2. Preventing the scourge of flag-burning by amending the constitution and eviscerating First Amendment free-speech protections.
3. And it wants to make sure that the rich can keep their riches.
What it does not want to do is aid ordinary Americans.
At almost every turn, the president and his party have made it clear where their priorities stand.
"The administration, desperate to shore up its own base, is back to posturing on symbolic issues -- a constitutional amendment on gay marriage, a constitutional amendment on burning the flag -- and throwing money at the affluent who pay for the party," the Rev. Jesse Jackson wrote in a column in the Chicago Sun-Times recently. "Meanwhile, the poor are simply ignored. The cities abandoned. Working people slighted."
Look at the numbers:
About 12% of American households in 2004 (most recent statistics) experienced some level of food insecurity -- meaning they did not have enough food to sustain "an active, healthy life for all household members" -- according to the US Department of Agriculture.
Blacks were hit hardest, with 23.7% experiencing some food insecurity in 2004, while 21.7% of Hispanic households also experienced food issues. And the figure for households headed by single mothers is particularly staggering: a whopping 33%, or one in three, according to the USDA.
But what are we hearing from the president?
An estate-tax repeal that the GOP says will save family farmers and small business owners, but that in reality will go only to those with significant assets -- without mentioning that a large chunk of cash (about $4 million) already can be passed along to heirs without a penny of tax being paid.
The tax cut, which will be worth about $300 billion over five years, will go to about one out of every 200 families who pay the tax (or the wealthiest half a percent of the country), according to news reports. And that joins a series of other tax cuts that have gone primarily to the people at the top of the income ladder.
The flip side of these tax cuts, of course, are harsh service cuts and the potential in the not-too-distant future for some tax increases.
Which is why, as Paul Krugman wrote in the New York Times, the estate tax repeal essentially says that "increasing the wealth of people who are already in line to inherit millions or tens of millions is more important than taking care of fellow citizens who need a helping hand."
But Congress has made deficit reduction a priority and has made cuts to Medicare, Medicaid and education spending. The Medicaid cuts, Krugman says, "will have the largest human impact" costing about 65,000 people, mainly children, their health insurance and leading many others "to skip needed medical care because they can't afford increased co-payments."

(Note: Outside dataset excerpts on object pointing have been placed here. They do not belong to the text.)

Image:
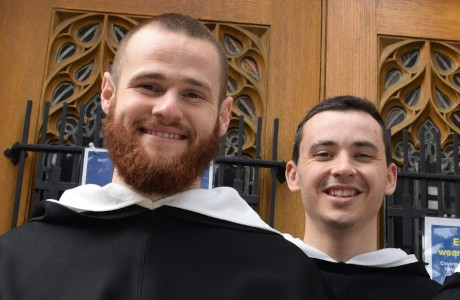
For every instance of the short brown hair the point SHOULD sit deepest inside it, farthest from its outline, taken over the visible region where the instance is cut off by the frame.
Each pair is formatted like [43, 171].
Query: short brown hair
[178, 23]
[343, 103]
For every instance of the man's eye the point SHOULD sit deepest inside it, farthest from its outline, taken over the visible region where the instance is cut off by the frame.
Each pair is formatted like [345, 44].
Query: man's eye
[364, 155]
[149, 87]
[193, 95]
[323, 154]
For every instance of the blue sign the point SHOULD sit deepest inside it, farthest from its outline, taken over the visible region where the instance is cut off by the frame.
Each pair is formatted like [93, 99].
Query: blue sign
[98, 169]
[442, 246]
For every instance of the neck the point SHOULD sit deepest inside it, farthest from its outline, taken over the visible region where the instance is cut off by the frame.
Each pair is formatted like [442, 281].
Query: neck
[116, 178]
[341, 242]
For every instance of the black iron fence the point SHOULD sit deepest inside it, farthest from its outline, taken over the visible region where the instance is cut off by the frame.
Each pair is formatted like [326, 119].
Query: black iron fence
[425, 186]
[428, 186]
[60, 162]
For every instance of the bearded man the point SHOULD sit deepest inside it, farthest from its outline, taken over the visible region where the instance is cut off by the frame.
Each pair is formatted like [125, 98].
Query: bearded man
[152, 233]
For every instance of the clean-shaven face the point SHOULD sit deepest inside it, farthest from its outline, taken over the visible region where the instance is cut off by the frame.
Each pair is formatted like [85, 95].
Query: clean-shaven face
[342, 172]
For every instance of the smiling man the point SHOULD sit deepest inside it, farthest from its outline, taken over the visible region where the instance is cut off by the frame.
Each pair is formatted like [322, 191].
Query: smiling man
[152, 233]
[342, 167]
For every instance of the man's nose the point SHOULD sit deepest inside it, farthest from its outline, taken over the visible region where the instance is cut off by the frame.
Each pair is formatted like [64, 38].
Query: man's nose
[343, 166]
[168, 107]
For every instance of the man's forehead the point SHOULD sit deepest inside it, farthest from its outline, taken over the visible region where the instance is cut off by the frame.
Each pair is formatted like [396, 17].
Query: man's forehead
[334, 125]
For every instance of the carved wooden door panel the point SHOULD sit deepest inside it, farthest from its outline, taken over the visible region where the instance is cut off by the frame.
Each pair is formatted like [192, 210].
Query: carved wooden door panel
[58, 50]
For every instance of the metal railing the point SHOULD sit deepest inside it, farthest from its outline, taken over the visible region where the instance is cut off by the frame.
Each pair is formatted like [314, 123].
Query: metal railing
[59, 164]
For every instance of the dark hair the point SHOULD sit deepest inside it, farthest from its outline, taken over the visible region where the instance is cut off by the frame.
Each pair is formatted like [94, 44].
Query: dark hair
[178, 23]
[343, 103]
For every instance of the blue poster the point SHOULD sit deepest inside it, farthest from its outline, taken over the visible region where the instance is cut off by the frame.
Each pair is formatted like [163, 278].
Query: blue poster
[98, 169]
[442, 247]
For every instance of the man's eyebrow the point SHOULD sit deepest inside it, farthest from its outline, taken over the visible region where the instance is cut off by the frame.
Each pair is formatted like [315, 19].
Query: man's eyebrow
[321, 143]
[198, 83]
[160, 76]
[147, 75]
[328, 143]
[367, 144]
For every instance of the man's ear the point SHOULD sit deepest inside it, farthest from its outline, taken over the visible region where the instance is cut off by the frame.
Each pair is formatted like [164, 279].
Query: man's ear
[108, 92]
[392, 178]
[292, 178]
[224, 115]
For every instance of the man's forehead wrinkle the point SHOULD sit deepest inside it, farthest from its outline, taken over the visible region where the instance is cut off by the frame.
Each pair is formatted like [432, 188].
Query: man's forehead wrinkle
[320, 143]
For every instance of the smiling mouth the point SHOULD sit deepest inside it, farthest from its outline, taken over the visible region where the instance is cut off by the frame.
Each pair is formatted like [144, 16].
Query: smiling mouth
[342, 192]
[164, 134]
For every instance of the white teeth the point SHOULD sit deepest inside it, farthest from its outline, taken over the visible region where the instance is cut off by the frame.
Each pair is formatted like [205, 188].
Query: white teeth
[164, 135]
[342, 193]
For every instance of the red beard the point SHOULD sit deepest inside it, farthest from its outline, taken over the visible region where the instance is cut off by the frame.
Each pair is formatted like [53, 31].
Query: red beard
[150, 175]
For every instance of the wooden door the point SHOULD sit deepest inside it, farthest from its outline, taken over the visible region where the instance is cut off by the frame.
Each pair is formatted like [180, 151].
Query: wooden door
[281, 40]
[402, 55]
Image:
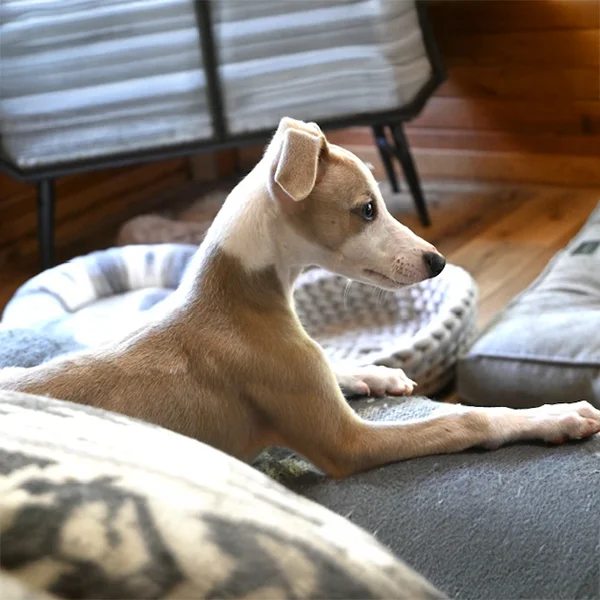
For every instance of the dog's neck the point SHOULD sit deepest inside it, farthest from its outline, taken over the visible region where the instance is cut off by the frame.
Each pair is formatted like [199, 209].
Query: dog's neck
[251, 228]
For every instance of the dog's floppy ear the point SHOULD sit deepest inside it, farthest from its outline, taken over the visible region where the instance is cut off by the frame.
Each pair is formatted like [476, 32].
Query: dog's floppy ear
[298, 163]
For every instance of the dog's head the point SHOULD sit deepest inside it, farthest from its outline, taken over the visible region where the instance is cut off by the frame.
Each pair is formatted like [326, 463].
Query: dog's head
[330, 198]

The cuts were explained away by the GOP, Krugman writes, by saying pain was necessary to bring the deficit down.
"But those same leaders now propose making the deficit worse by repealing the estate tax," he writes. "Apparently deficits aren't such a big problem after all, as long as we're running up debts to provide bigger inheritances to wealthy heirs rather than to provide medical care to children."
So we are left with this: a growing class of people who are facing real economic insecurity. In New Jersey, where I live, one out of every nine residents will go hungry at some point during the year -- many being forced into hunger by the loss of an income in a two-income family, a health emergency, transportation problems that affect work, the loss of child care, things most of us take for granted.

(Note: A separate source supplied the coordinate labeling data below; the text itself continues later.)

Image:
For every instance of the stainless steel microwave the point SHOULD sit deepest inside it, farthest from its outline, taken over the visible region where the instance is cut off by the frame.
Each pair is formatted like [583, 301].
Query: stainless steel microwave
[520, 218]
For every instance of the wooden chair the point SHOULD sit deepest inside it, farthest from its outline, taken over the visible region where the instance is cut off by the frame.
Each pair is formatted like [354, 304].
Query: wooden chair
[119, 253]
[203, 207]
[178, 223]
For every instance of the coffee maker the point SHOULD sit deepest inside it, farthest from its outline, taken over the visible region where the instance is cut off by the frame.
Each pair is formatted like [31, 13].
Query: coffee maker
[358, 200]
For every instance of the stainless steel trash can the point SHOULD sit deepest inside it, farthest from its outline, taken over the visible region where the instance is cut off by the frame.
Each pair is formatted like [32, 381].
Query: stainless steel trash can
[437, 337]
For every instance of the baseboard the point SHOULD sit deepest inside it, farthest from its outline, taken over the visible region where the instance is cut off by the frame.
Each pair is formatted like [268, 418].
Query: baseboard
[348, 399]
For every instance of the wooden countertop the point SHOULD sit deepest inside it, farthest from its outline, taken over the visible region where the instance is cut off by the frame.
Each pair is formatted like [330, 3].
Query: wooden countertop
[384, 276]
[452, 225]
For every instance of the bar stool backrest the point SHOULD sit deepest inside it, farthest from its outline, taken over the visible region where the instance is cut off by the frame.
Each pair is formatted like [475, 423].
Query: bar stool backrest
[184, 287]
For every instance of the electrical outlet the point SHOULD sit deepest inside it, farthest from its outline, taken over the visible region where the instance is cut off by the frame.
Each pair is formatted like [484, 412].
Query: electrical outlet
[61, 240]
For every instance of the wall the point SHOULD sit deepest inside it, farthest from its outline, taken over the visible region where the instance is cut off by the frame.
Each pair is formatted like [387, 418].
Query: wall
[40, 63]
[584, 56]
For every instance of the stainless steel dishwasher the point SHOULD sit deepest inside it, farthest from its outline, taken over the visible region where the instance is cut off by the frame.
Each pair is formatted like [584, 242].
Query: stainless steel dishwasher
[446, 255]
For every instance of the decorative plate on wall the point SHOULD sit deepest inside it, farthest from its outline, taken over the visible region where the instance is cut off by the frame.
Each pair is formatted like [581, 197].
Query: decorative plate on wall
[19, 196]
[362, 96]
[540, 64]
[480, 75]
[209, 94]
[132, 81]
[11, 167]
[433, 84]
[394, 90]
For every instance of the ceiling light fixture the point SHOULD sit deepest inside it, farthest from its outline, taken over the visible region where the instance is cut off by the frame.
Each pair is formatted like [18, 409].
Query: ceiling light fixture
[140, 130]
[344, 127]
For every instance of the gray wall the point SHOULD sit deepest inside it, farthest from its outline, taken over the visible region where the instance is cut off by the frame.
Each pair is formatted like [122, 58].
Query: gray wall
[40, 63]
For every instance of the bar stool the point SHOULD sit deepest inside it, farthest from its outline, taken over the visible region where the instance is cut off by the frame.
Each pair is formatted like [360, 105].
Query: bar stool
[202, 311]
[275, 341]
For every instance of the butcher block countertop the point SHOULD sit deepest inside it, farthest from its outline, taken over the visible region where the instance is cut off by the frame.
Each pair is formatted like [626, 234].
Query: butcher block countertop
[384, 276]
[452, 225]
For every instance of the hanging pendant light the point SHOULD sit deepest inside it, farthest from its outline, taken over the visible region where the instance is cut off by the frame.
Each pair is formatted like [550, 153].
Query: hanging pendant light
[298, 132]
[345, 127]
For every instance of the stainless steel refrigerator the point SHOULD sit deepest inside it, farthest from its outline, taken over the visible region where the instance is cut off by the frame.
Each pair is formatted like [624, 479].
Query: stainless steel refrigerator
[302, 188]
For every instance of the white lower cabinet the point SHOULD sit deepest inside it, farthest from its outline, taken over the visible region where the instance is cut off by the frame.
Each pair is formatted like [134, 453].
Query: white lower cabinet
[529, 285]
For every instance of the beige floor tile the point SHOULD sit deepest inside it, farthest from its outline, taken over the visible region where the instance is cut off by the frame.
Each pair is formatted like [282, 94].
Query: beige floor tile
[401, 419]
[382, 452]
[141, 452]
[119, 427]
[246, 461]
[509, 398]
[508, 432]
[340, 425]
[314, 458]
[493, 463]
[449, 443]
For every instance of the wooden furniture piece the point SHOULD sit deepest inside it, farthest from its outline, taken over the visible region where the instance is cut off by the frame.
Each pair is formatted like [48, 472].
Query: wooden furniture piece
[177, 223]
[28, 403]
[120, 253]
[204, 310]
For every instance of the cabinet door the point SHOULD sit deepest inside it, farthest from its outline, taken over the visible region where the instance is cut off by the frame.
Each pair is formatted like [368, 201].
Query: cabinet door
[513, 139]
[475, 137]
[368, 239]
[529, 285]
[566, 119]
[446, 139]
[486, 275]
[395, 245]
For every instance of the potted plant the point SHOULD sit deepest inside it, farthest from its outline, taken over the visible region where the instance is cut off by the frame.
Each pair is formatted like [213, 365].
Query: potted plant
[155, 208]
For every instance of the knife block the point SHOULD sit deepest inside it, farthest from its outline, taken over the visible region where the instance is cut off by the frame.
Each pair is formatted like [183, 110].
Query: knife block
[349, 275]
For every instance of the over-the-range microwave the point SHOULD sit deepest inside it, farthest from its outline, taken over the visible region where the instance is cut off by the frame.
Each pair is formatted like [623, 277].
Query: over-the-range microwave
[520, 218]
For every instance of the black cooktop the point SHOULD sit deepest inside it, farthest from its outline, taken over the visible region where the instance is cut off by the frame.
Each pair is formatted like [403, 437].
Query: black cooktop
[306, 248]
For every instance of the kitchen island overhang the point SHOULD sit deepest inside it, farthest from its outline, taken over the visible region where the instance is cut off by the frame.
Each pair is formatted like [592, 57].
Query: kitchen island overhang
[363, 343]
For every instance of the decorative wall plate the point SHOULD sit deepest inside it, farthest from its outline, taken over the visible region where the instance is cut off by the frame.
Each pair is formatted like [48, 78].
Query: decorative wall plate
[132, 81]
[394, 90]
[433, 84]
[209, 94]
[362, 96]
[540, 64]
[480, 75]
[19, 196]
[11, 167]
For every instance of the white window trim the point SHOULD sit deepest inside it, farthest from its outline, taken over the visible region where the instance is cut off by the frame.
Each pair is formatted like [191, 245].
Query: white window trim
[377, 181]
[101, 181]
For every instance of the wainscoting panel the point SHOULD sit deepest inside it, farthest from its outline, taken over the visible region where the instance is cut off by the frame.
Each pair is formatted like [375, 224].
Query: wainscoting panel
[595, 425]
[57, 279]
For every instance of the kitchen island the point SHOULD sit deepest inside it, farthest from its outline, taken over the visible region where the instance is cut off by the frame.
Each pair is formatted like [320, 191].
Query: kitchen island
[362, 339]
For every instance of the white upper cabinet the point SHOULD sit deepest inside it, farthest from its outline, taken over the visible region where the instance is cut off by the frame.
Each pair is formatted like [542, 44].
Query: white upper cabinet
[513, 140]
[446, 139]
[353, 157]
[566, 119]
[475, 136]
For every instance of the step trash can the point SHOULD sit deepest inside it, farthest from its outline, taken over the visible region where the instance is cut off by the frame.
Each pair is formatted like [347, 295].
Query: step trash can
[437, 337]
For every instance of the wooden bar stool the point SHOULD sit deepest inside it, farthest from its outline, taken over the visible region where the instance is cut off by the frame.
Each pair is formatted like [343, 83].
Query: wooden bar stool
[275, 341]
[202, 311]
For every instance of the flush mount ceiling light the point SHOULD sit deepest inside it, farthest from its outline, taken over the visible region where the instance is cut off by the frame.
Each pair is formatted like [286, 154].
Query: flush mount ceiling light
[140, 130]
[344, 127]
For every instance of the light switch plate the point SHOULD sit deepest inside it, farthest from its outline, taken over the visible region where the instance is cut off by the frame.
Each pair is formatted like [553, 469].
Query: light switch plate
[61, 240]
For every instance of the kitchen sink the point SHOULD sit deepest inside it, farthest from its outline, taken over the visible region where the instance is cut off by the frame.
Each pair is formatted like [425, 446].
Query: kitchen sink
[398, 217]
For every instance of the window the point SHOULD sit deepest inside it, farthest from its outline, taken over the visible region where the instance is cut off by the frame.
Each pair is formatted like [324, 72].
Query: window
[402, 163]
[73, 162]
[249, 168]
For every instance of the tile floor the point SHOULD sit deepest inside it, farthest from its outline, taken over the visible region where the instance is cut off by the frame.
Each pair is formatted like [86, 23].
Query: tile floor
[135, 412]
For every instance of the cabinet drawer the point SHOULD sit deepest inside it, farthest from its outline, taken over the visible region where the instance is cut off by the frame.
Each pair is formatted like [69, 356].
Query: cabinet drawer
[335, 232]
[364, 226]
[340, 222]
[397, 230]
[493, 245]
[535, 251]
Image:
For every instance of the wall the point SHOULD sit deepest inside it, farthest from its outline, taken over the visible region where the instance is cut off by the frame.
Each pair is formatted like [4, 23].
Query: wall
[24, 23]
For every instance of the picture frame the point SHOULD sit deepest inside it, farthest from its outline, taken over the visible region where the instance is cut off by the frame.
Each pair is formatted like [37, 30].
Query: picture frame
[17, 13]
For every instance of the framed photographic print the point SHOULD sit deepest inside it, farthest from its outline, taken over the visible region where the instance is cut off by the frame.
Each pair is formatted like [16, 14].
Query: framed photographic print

Take the loss of a car. It can make getting to a job nearly impossible, or prohibitively expensive. Without a job, or with limited employment, the bank account dwindles or the balances on credit cards grow. Tough decisions have to be made and the fixed costs, the rent, the utilities, get paid at the expense of the food.

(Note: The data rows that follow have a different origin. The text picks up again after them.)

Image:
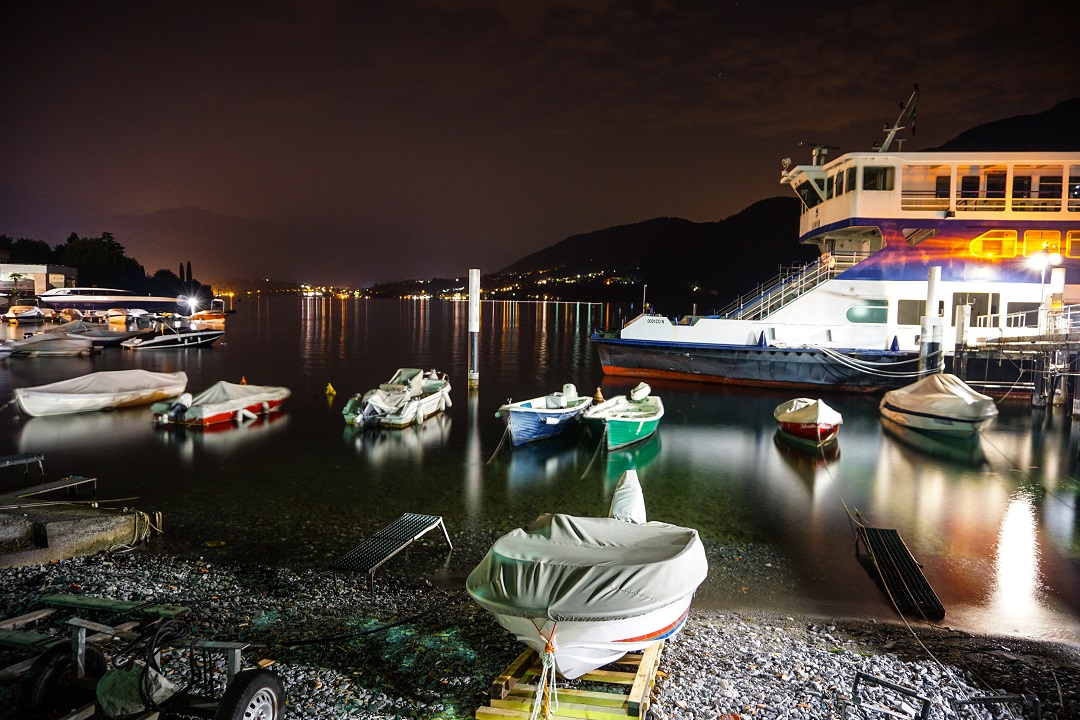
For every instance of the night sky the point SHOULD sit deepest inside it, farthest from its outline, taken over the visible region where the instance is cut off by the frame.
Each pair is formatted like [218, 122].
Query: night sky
[352, 143]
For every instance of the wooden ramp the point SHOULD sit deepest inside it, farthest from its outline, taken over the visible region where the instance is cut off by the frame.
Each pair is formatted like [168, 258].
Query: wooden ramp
[900, 574]
[619, 690]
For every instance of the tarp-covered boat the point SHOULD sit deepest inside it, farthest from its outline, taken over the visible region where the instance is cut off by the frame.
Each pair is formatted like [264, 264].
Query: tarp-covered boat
[628, 419]
[584, 591]
[807, 422]
[58, 344]
[220, 403]
[99, 391]
[940, 403]
[543, 417]
[412, 395]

We did a story a couple of years ago on a 39-year-old single mother that illustrates this. The woman was working commuting by bus to a company in Princeton, about seven miles away, for a company in Princeton, earning enough to keep food on the table and occasionally go to a movie or purchase a video game.
Her company moved, however, and she lost her job. Finding a new one was difficult, though, because she didn't have a car and the only public transportation was along the bus line and she had no one to watch her children. That left her to collect unemployment and turn to the local food pantry for help.
Lucky for her, the food pantry existed and the community has always been generous, keeping its shelves pretty well stocked.
But there is a limit to how much help a small pantry or food bank -- or even a state-wide food bank -- can provide. And what about those communities without this kind of social safety net?
The president and Congress, unfortunately, don't seem to care much about the answer to that question.